I think the complexity would be $$$O(C*N*C*2^{N}*Z)$$$, which might pass. However, I think I'm overkilling it and there has to be simpler solution. I'm not even sure whether my solution is correct or not.
Auto comment: topic has been updated by ShivanshJ (previous revision, new revision, compare).
Auto comment: topic has been updated by ShivanshJ (previous revision, new revision, compare).
Edit: incorrect
How do you ensure that we count all strings that occur? For example, suppose that you expect the strings to appear in the order 1, 2, 3, 4, 5, 6 and are counting occurrences where four of the strings appear. How are you ensuring that string 5 never appears before any of the first four strings?

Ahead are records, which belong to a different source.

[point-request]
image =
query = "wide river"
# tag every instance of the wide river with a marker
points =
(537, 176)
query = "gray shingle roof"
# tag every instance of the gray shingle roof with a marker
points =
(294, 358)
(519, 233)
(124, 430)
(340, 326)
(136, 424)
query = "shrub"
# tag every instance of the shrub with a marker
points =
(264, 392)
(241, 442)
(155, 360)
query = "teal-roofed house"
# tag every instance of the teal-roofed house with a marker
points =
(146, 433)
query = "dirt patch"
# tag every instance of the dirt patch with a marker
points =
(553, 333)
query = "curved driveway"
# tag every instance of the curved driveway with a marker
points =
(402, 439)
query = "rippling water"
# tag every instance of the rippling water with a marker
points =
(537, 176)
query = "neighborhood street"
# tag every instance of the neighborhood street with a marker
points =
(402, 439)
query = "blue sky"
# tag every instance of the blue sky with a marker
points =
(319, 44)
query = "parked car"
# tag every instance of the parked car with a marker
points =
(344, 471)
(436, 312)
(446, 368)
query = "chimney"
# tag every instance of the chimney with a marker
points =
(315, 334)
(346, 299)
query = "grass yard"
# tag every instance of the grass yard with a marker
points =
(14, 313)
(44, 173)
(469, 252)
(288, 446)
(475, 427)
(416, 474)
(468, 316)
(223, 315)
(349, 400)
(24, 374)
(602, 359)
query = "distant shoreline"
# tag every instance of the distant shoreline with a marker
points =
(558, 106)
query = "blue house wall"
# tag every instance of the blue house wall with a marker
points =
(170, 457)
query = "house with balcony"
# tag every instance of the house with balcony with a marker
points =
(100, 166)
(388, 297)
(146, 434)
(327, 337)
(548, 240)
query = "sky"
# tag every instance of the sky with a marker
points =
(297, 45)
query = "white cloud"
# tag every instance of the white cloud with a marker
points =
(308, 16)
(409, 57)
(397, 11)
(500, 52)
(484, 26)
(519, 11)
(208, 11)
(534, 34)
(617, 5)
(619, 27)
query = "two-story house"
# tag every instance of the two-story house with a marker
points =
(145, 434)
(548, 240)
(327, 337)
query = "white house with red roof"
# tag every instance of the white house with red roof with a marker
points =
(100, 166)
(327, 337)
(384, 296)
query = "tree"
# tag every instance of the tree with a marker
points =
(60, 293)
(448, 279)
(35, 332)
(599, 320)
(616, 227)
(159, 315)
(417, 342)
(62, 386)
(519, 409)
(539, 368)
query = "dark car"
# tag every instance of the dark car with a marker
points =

I do not, thank you for correcting me.
A simpler solution (in the sense of requiring less original thought after applying a standard algorithm; the underlying idea is probably basically the same) that has the same time complexity as yours is to build an Aho-Corasick automaton on the $$$N$$$ input strings. For each node in the automaton, create a bitmask indicating which of the $$$N$$$ input strings could end in this node.
Then, run a DP where your state is the number of characters used, a mask indicating which of the $$$N$$$ strings have appeared in the string you're building, and the node of the Aho-Corasick automaton corresponding to the string you've built so far. To transition, iterate over the next letter in the string, transition to the corresponding Aho-Corasick node, and add any input strings appearing in that node to your bitmask.
There are $$$O(C2^N N |A[i]|)$$$ states and $$$26$$$ transitions per state, giving the same complexity as your solution.
Thanks! I don't know Aho Corasick, time for me to learn this!
It's literally the same solution though, is it not?
I am little confused in understanding the task.
(Edit: I got it now , so we need to find A_i as substring of assumed Good string S not in other way. I thought we need to find number of substring in A_i or in total A)
yup N <= 6, DP bitmask seems the good intuitive way here.